Moderata’s Worth of Women was her contribution to ongoing sixteenth-century debates in Italy about what we once called “the battle of the sexes.” The recognition that a woman can have something of value to say on an important subject cannot be called a persistent Western trait, since it was far from omnipresent in our history. Lord Chesterfield believed that men should be especially courteous to women; he also believed that women’s minds are largely empty. But it was predictable that Europe, where the high status of women was often a fact of daily life, would be far more receptive to intellectual and artistic contributions from women than the Islamic world. In Western literary history the idea that a woman’s mind can be a suitable location to explore important moral issues can be found as far back as Sophocles’ Antigone; in the Norse Voluspa Odin seeks out a seeress to learn about Ragnarok, in keeping with the ancient pagan tradition that women are especially skilled at prophecy; in Western Christendom a woman could be a respected participant in an intellectual debate by at least the early 1400s. Moderata’s book, along with similar books written by women, was a natural development from a longstanding pattern.

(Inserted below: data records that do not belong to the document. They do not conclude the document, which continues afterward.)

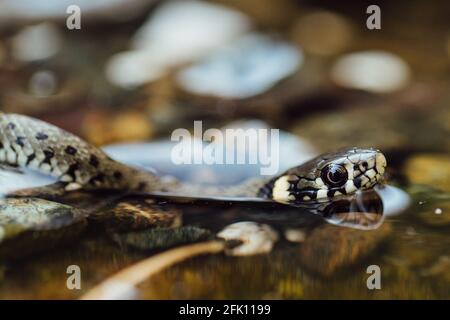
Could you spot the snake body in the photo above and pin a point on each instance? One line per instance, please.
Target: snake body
(32, 143)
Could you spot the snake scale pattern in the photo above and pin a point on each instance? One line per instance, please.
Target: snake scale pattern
(32, 143)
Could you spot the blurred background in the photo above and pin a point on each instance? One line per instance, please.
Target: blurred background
(138, 69)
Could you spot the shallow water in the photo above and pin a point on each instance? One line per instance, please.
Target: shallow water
(331, 253)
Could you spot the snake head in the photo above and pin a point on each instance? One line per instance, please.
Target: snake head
(327, 176)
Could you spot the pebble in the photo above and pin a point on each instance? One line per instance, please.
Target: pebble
(372, 71)
(177, 32)
(322, 33)
(329, 249)
(36, 42)
(249, 67)
(29, 225)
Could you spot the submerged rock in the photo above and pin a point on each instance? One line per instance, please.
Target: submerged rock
(329, 249)
(28, 225)
(254, 238)
(177, 32)
(136, 214)
(163, 238)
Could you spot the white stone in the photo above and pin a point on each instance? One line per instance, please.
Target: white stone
(250, 67)
(373, 71)
(36, 42)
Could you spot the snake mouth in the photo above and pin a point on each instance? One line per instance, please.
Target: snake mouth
(339, 175)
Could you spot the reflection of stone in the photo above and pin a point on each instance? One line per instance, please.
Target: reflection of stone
(429, 169)
(163, 238)
(430, 214)
(328, 248)
(28, 225)
(322, 33)
(136, 215)
(255, 238)
(439, 269)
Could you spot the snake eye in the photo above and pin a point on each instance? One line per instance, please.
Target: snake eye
(334, 175)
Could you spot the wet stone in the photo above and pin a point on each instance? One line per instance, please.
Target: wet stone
(328, 249)
(137, 214)
(28, 225)
(435, 213)
(429, 169)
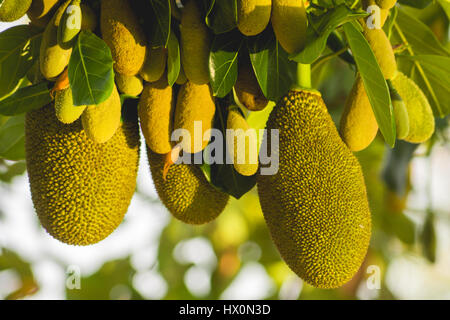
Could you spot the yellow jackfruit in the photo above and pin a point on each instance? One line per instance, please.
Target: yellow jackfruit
(316, 205)
(53, 58)
(155, 64)
(358, 123)
(248, 90)
(124, 36)
(66, 112)
(131, 85)
(156, 109)
(253, 16)
(195, 44)
(195, 106)
(289, 23)
(81, 190)
(100, 122)
(421, 119)
(244, 147)
(185, 191)
(12, 10)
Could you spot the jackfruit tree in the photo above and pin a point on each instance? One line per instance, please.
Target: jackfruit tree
(238, 79)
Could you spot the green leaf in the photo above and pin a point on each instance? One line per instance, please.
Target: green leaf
(376, 87)
(173, 59)
(19, 47)
(320, 29)
(223, 62)
(91, 72)
(222, 16)
(12, 138)
(26, 99)
(273, 69)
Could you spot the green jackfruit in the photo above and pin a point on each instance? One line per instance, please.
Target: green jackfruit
(289, 23)
(131, 85)
(155, 64)
(81, 190)
(53, 59)
(66, 112)
(185, 192)
(358, 123)
(316, 205)
(156, 109)
(124, 36)
(421, 119)
(195, 44)
(195, 105)
(12, 10)
(253, 16)
(100, 122)
(244, 148)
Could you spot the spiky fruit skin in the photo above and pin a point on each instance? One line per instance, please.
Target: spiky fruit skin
(124, 36)
(80, 190)
(53, 58)
(421, 119)
(100, 122)
(253, 16)
(12, 10)
(185, 192)
(155, 64)
(156, 109)
(131, 85)
(195, 44)
(195, 103)
(289, 23)
(316, 205)
(248, 90)
(245, 158)
(359, 126)
(65, 111)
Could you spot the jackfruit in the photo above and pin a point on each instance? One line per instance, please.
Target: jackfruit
(124, 36)
(81, 190)
(66, 112)
(253, 16)
(53, 59)
(243, 148)
(185, 191)
(421, 119)
(12, 10)
(131, 85)
(316, 205)
(155, 64)
(156, 109)
(195, 44)
(359, 126)
(289, 23)
(100, 122)
(195, 106)
(248, 90)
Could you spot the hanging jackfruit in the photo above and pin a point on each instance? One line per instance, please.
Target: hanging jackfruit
(420, 114)
(100, 122)
(12, 10)
(195, 44)
(242, 148)
(316, 205)
(289, 23)
(195, 106)
(124, 36)
(253, 16)
(156, 109)
(185, 191)
(80, 190)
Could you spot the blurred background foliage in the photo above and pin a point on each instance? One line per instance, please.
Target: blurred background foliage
(234, 257)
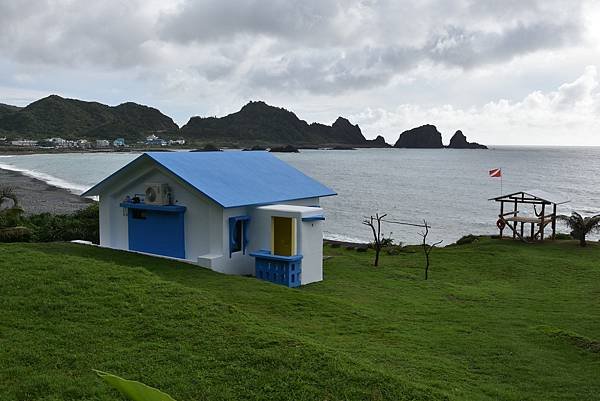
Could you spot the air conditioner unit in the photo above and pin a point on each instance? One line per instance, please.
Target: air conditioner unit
(157, 194)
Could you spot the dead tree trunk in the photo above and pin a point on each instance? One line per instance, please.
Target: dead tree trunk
(427, 248)
(371, 222)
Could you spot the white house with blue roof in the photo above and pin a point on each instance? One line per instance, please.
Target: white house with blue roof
(243, 213)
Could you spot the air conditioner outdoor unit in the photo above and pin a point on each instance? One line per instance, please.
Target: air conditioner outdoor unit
(157, 194)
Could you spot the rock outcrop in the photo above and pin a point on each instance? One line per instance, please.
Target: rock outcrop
(459, 141)
(426, 136)
(378, 142)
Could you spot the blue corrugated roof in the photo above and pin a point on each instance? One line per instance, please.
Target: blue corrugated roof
(235, 179)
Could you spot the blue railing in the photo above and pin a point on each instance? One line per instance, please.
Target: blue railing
(284, 270)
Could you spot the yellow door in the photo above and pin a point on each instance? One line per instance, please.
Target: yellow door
(283, 236)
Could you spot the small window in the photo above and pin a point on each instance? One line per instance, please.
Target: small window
(138, 214)
(238, 234)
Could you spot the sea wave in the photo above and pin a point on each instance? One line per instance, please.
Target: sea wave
(47, 178)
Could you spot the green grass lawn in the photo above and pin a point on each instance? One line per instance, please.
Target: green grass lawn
(498, 320)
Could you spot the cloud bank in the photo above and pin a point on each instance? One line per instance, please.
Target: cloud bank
(390, 64)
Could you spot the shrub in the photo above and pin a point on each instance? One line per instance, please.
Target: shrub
(15, 234)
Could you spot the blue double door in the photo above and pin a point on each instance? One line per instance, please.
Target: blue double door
(156, 232)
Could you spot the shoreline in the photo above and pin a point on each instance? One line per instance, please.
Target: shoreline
(36, 196)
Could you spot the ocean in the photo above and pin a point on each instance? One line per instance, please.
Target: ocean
(449, 188)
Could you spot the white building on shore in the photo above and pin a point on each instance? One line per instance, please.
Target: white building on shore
(232, 212)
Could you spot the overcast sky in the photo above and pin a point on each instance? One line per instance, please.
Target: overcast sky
(505, 72)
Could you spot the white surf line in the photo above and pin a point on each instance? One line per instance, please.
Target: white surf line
(47, 178)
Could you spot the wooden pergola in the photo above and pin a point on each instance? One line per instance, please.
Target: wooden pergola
(538, 221)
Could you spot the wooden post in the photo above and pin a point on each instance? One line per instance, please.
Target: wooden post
(522, 225)
(501, 215)
(542, 222)
(554, 222)
(515, 215)
(532, 231)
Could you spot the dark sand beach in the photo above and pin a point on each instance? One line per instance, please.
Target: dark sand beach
(35, 196)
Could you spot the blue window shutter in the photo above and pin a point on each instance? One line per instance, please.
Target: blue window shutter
(245, 230)
(232, 242)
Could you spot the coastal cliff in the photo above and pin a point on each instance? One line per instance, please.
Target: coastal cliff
(459, 141)
(426, 137)
(258, 123)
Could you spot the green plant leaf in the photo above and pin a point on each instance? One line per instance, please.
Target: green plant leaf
(134, 390)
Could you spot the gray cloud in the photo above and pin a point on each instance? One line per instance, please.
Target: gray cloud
(318, 46)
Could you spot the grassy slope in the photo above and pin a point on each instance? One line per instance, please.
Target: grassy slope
(497, 320)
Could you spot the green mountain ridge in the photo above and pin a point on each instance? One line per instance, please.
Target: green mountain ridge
(257, 123)
(74, 119)
(260, 123)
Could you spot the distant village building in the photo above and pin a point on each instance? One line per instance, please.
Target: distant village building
(246, 213)
(24, 142)
(156, 141)
(83, 144)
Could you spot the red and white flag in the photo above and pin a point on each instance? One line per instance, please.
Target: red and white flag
(496, 172)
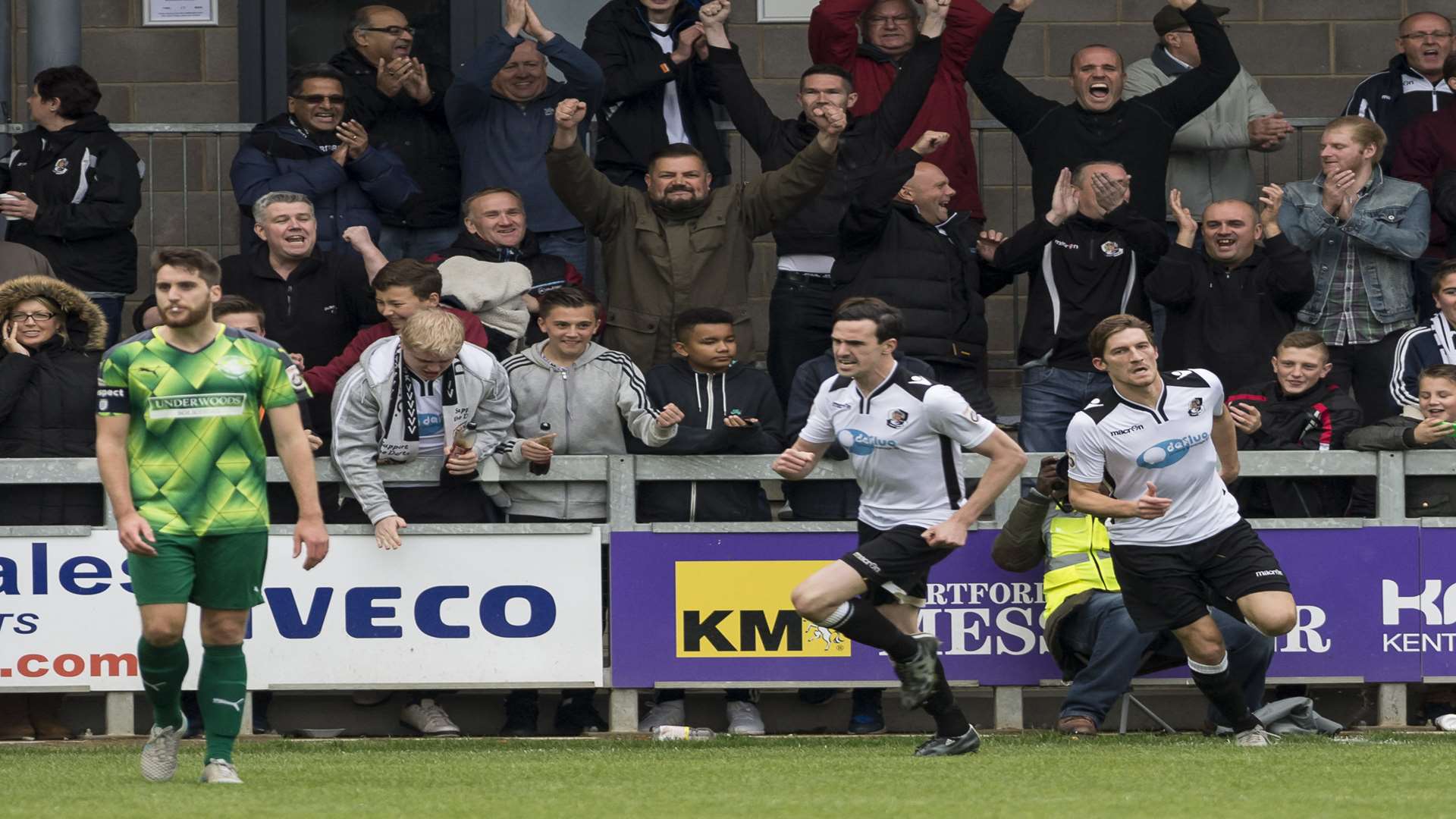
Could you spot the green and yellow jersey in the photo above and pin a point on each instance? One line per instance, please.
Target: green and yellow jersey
(194, 447)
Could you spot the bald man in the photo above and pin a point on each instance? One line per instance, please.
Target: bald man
(1232, 303)
(902, 242)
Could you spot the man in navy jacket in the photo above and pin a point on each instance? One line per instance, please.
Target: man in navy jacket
(313, 150)
(503, 111)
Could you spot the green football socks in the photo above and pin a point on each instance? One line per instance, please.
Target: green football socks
(221, 689)
(162, 672)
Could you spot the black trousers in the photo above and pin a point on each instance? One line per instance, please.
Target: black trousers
(1366, 369)
(800, 321)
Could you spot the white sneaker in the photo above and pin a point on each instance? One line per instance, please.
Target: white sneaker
(670, 713)
(1256, 738)
(220, 773)
(159, 755)
(428, 719)
(745, 719)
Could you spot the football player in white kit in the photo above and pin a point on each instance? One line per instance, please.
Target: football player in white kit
(905, 436)
(1166, 447)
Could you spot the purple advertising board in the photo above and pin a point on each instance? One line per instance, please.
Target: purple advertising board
(699, 608)
(1432, 607)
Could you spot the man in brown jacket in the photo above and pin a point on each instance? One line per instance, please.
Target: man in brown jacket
(680, 243)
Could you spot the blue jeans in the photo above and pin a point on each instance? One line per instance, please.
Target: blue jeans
(1050, 397)
(801, 316)
(416, 242)
(570, 245)
(1103, 632)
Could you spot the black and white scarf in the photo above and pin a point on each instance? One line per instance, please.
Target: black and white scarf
(402, 414)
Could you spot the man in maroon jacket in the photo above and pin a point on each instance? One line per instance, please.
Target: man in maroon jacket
(889, 28)
(400, 290)
(1427, 148)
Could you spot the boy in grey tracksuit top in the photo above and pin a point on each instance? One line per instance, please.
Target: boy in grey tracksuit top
(573, 401)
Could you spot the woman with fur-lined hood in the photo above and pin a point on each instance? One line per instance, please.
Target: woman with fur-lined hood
(53, 338)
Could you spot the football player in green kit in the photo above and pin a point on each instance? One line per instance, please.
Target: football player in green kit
(182, 458)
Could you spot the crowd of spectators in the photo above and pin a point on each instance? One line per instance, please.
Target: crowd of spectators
(384, 243)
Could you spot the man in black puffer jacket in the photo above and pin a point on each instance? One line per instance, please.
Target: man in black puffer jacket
(79, 188)
(1231, 302)
(658, 88)
(900, 242)
(1091, 253)
(1298, 411)
(400, 102)
(728, 407)
(49, 395)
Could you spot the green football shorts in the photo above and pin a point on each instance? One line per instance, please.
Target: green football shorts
(215, 572)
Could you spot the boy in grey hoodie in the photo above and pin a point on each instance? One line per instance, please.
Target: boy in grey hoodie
(560, 390)
(563, 390)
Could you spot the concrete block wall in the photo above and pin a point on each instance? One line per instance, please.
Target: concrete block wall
(161, 74)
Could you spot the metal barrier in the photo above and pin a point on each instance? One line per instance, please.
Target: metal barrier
(622, 472)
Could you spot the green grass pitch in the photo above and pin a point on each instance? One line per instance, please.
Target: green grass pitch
(1033, 774)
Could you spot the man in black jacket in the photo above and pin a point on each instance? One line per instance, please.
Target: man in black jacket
(1411, 85)
(77, 188)
(730, 409)
(400, 102)
(1092, 251)
(808, 241)
(658, 88)
(1138, 133)
(1232, 302)
(316, 300)
(900, 242)
(1298, 411)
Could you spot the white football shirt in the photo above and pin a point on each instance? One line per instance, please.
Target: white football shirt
(1169, 445)
(905, 441)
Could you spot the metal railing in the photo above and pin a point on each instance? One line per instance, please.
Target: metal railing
(622, 474)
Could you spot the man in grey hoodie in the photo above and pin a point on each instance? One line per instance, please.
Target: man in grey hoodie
(561, 390)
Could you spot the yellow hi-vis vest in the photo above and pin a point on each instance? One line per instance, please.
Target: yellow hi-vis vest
(1078, 558)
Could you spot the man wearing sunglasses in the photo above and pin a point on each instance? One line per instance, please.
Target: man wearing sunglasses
(400, 102)
(316, 150)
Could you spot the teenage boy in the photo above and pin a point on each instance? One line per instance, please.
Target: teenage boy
(1299, 411)
(730, 409)
(563, 391)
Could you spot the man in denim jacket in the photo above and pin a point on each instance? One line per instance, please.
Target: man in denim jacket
(1362, 231)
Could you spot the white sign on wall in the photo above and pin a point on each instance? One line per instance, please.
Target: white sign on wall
(180, 14)
(785, 11)
(441, 611)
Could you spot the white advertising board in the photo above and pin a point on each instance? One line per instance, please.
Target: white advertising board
(444, 611)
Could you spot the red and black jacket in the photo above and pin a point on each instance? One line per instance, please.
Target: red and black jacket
(1315, 420)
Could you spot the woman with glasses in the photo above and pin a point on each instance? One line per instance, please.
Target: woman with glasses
(72, 190)
(53, 337)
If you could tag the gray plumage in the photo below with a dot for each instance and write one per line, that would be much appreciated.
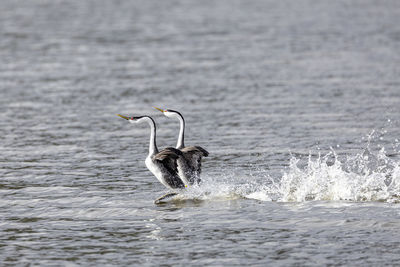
(193, 156)
(167, 158)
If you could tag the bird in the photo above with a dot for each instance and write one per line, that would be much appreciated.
(163, 164)
(192, 154)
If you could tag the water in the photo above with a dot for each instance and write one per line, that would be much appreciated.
(298, 103)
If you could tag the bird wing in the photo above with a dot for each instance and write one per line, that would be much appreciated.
(193, 155)
(168, 157)
(195, 150)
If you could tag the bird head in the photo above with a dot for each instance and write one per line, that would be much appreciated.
(168, 112)
(131, 119)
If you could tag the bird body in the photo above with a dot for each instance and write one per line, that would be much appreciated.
(190, 172)
(163, 164)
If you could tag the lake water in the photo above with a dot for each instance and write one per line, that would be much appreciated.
(298, 103)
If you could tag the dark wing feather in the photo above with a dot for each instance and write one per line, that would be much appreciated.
(195, 150)
(193, 155)
(168, 157)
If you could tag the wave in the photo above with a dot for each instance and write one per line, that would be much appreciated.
(366, 176)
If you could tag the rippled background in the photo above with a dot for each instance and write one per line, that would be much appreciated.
(298, 103)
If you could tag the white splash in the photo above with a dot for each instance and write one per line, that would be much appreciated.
(364, 177)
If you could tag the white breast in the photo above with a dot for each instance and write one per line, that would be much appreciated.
(156, 170)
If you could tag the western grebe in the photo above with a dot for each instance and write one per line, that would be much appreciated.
(192, 154)
(163, 164)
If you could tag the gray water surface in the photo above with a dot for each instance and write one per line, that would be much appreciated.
(265, 86)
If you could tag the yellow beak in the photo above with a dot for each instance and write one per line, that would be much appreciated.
(124, 117)
(159, 109)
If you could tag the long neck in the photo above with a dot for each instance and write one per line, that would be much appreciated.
(152, 146)
(180, 144)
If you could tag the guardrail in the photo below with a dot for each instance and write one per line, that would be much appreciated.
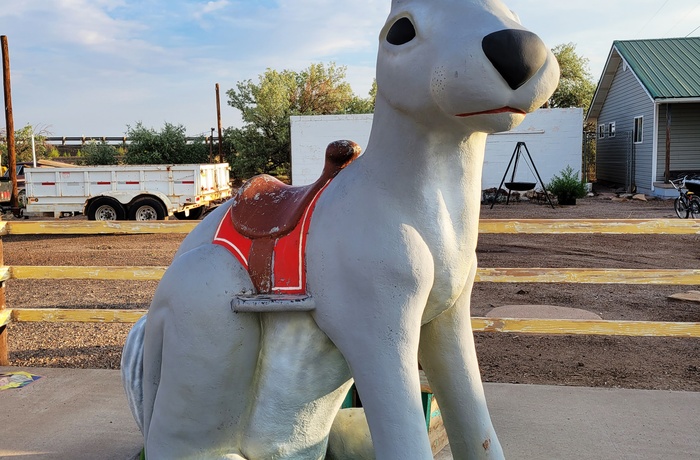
(498, 275)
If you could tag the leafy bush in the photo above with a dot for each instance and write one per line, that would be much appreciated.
(169, 146)
(567, 185)
(101, 153)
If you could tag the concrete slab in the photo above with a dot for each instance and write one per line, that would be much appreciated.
(82, 414)
(68, 414)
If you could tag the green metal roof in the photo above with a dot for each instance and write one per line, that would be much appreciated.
(668, 67)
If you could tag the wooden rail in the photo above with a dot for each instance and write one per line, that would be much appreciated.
(512, 325)
(492, 275)
(510, 226)
(677, 277)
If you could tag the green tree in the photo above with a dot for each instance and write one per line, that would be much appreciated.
(169, 146)
(576, 87)
(99, 153)
(23, 145)
(262, 145)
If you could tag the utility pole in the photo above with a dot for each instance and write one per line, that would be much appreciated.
(9, 124)
(218, 121)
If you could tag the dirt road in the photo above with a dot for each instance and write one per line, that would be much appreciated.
(652, 363)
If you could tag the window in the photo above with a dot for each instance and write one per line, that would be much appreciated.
(638, 130)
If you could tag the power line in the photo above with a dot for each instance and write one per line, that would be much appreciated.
(652, 18)
(683, 17)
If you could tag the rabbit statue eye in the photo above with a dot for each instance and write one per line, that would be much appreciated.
(401, 32)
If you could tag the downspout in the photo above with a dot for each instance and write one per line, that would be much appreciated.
(655, 147)
(667, 173)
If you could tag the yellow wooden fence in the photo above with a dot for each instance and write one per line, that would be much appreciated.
(497, 275)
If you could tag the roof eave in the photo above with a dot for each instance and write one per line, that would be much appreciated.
(604, 84)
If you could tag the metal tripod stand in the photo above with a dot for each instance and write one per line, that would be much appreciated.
(513, 185)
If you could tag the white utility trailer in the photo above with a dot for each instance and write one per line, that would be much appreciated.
(133, 192)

It is common for defenders of the West to cite the high status of Western women, in contrast to the low status of Muslim women, as evidence of our civilization’s superiority. Aisha, Mohammed’s favorite wife, advised Muslim women, “if you knew the rights that your husbands have over you, every one of you would wipe the dust from her husband’s feet with her face.” John Longworth and Sir William Muir, along with everyone in the counter-jihad movement, would agree a marital system based on such a principle is primitive and inferior. It is, however, harder now than it was in the 1800s to assume reflexively that the high status of Western women is a cultural advantage and clear evidence of our enlightenment. Today any distinctively female political activity is likely to be racially and culturally destructive. That was not the case even a century ago, but it is now.

There cannot be much doubt that feminism, which aims to set half of our race against the other half, has profited from the long tradition in the West of male deference to women. Feminism has also profited, more significantly, from the association of women’s causes with enlightened modernity. The same assumptions that led John Longworth to believe that Muslim attitudes to women were evidence of backwardness also lead many in the West today to believe that feminist political victories are indications of moral and social progress. The feminist is a modern figure propelling the ascent of woman into the future; the anti-feminist, whether male or female, is a retrograde figure, attempting to hold back the inevitable movement of history. One of our best cultural features — the high status of women — has now become a dangerous liability. That will likely change, but at the moment the high status of Western women is at best a mixed blessing.